The interim agreement is for six months, after which many more such interim agreements are likely to be demanded by the Iranian government even as it continues to enrich uranium. In the end, what the world’s diplomats gained from this first agreement was, at most, a few weeks more that Iran would need for a dash to place nuclear weapons atop its waiting missiles.
I am, in general, an avid supporter of diplomacy and negotiations. But in this case, tightening sanctions, rather than loosening them, would have been more likely to prevent a nuclear-armed Iran.
Should Iran’s nuclear-tipped missiles be in place, the Middle East would be, overnight, a different place. Saudi Arabia would buy its own weapons and missiles from Pakistan. Other Arab countries might, too. And Israel’s planes and missiles, both on land and at sea, and armed with nuclear weapons, would be on hair-trigger alert.
If a war breaks out, millions of Jews might again be killed.
But so, too, as “collateral damage,” might millions of Palestinian Arabs who live in Israel, the West Bank and Gaza – and millions of Arabs in Saudi Arabia and the other Gulf states should they get their own nuclear weapons.
And, in a counterattack, many more millions of Iranians would be killed by Israelis determined that, unlike in the first Holocaust, the one in Europe, Jews wouldn’t go to their deaths “like sheep to the slaughter.”
To be sure, Iranian leaders have gloated that the end of Israel would be worth the price of any counterattack: Iran would be wounded, but Israel would be utterly destroyed.

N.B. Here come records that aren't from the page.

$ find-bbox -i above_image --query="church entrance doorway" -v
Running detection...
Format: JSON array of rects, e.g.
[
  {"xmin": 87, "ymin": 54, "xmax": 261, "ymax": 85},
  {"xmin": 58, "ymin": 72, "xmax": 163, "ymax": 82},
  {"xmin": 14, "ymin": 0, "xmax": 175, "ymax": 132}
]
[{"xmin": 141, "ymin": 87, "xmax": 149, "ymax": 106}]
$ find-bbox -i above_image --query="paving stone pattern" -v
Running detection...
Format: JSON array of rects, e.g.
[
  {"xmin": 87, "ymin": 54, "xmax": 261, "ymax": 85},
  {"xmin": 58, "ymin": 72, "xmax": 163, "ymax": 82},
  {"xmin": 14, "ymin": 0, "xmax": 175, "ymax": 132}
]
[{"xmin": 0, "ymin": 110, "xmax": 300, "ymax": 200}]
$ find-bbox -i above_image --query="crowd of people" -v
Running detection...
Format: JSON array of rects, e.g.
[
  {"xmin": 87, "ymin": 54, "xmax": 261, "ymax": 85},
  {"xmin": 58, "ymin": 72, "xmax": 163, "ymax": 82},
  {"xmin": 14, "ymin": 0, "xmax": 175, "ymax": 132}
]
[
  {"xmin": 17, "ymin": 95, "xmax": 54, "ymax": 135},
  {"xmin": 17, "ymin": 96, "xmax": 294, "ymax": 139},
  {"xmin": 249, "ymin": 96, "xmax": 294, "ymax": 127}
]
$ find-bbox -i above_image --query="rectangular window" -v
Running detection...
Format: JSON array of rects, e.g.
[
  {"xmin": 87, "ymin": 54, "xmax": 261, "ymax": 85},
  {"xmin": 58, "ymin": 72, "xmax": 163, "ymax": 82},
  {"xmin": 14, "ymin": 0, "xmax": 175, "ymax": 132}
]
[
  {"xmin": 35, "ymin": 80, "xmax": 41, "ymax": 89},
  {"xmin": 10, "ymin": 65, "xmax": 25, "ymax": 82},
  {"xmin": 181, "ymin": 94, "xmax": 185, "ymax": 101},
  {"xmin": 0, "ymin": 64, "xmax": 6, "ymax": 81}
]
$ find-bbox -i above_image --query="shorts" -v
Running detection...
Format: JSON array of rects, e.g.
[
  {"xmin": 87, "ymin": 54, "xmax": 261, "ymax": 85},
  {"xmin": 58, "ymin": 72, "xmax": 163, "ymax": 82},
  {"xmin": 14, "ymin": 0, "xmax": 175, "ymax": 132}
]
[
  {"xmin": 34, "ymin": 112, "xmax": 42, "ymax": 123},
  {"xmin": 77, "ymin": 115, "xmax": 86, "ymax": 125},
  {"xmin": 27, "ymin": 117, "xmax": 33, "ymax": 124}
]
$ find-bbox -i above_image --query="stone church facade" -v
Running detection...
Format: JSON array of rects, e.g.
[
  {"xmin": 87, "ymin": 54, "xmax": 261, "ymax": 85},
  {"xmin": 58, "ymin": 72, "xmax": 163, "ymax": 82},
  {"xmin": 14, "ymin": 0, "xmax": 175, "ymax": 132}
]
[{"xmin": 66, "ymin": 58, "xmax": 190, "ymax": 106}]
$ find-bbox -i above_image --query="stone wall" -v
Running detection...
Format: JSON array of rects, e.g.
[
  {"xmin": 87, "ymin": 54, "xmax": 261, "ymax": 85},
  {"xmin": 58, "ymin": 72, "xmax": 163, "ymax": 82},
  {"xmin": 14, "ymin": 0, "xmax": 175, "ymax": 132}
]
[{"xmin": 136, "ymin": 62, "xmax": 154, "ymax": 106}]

This second Holocaust, with many more victims than the first, would be over in few days. Museums would be built around the world to document, memorialize and, their creators will believe, teach the lessons of the tragedy.
And what would the exhibits show? Photos of the devastation would be there for sure. But they would be accompanied not by a single letter by a government bureaucrat but many statements promising that Iran would never be allowed to get nuclear weapons, and that this could be achieved through a step-by-step series of negotiations – together with the names and photos of those who made those statements, including President Obama, the US secretary of state and other world leaders.
There would also be e-mails by officials and negotiators, as well as the transcript of a conference call made to American Jewish groups by aides to President Obama shortly after the Geneva deal was struck. They assured the anxious and doubting Jews that lifting some economic sanctions would lead to a peaceful diplomatic solution – even as they knew that, under the planned agreement, the Iranian centrifuges would continue to spin, Iran’s plutonium facility wouldn’t be dismantled, and Iran could break out and produce a nuclear arsenal very quickly.
All of these communications would be by people genuinely convinced that theirs was the way to peace, and driven by an eagerness to reach a deal.
And there would be statements by Iranian leaders – not only the old statements that Israel is a cancer that must be wiped off the face of the Earth but also be the statement by the only Iranian leader who actually counts – Supreme Leader Ali Khamenei – who said, during the negotiations going on in Geneva, that “Israel is the sinister, unclean, rabid dog of the region.”
And if such museums are ever built, world leaders would solemnly proclaim, during the opening ceremonies, “Never again!” Until they’re brought by the museum directors to the statements, letters, e-mails and other communications by the leaders and negotiators, as well as the photos of their authors, and recognize, one hopes, that there will never be a never again unless they never again accept offers by adversaries who negotiate and promise peace but deploy their diplomacy as a means to ready themselves for war.The author is the Yitzhak Rabin Memorial Professor of International Affairs, Ethics and Human Behavior at The George Washington University, a Senior Scholar at the Woodrow Wilson International Center for Scholars and a former director of the United States Holocaust Memorial Museum.